Efforts to increase women鈥檚 representation in law enforcement often assume that adding women officers will result in lower officer use-of-force rates and improve public trust. This logic rests on robust evidence that women officers, on average, use less force than men officers. Yet, this baseline overlooks how the behavior of incumbent officers might change with shifts in the gender composition of a masculine occupation. Using 13 years of longitudinal data from the Chicago Police Department, including more than one million monthly observations of approximately 13,000 frontline officers, we examine how changes in the gender composition of a police district correspond with an individual officer鈥檚 use-of-force behavior in citizen interactions.
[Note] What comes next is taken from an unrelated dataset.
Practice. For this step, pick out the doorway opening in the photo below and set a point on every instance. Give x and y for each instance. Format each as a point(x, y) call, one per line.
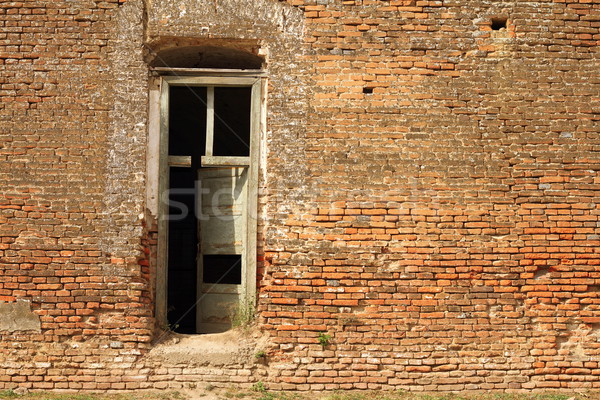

Integrating social identity theory with research on masculinity contest cultures and gendered status beliefs, we predict and find that as the proportion of women officers in a police district increase, a man officer propensity to use force increases. A positive but statistically insignificant pattern also emerges for a woman officer. These findings challenge the assumption that adding more women into law enforcement automatically reduces aggressive police response. Instead, we underscore the need for diversification goals to anticipate incumbent worker behavior in occupations where workers strongly associate with the masculine identity of the work. We conclude with practical guidance for designing more effective policies to support gender integration in policing and other traditionally male-dominated occupations.